Kekuatan Poundsterling Awal Juli Dibatasi Sikap Dovish BOE

88
gbpusd

(Vibiznews-Forex) – Poundsterling dalam pair GBPUSD berbalik arah dari tekanan awal di kisaran support pada perdagangan forex sesi Eropa hari Rabu (1/7/2026) di tengah kuatnya dolar AS.

Poundsterling menguat oleh meredanya kekhawatiran tentang kebijakan fiskal di bawah Andy Burnham, kandidat terdepan untuk menjadi Perdana Menteri Inggris berikutnya, mereda setelah ia berjanji untuk menerapkan disiplin fiskal.

Andy menyatakan akan mematuhi aturan fiskal yang ditetapkan oleh Kanselir Rachel Reeves dalam sebuah pernyataan di mana ia membuka jalan bagi perekonomian

Tekanan GBPUSD sejak sesi Asia  didorong oleh  sikap dovish Bank of England. Investor mengikuti dengan cermat Forum Sintra ECB untuk mendapatkan wawasan tentang prospek ekonomi dan arah kebijakan.

Gubernur Bank of England Andrew Bailey menyatakan bahwa bank sentral tidak terburu-buru untuk menanggapi kenaikan harga minyak dan bahwa inflasi berada di jalur yang tepat untuk kembali ke target 2%, meskipun lebih lambat dari yang diinginkan.

Ia juga memperkirakan inflasi akan naik menjadi sekitar 3,2% pada akhir tahun ini, naik dari 2,8% saat ini.

Selain itu pelaku pasar juga mempertimbangkan kemungkinan Menteri Energi Ed Miliband menjadi Menteri Keuangan berikutnya dibandingkan dengan Wes Streeting yang berhaluan tengah.

Secara teknikal, pergerakan GBPUSD sedang melaju menembus posisi resisten  kuat harian dan berpotensi menguji resisten berikutnya.

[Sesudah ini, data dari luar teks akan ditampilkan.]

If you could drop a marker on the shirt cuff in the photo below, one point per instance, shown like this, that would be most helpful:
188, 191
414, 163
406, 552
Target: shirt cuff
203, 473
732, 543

Kini pair berada di posisi 1.3290 yang mendaki menuju posisi psikologis 1.3300, jika tembus akan menguji  posisi R2.

Namun jika pair GBPUSD  tidak mampu menembus 1.3300, pair dapat berbalik dan turun  ke  1.3218. Jika berhasil akan menguji  posisi support  1.3200. Penurunan berikutnya akan sampai ke posisi S2.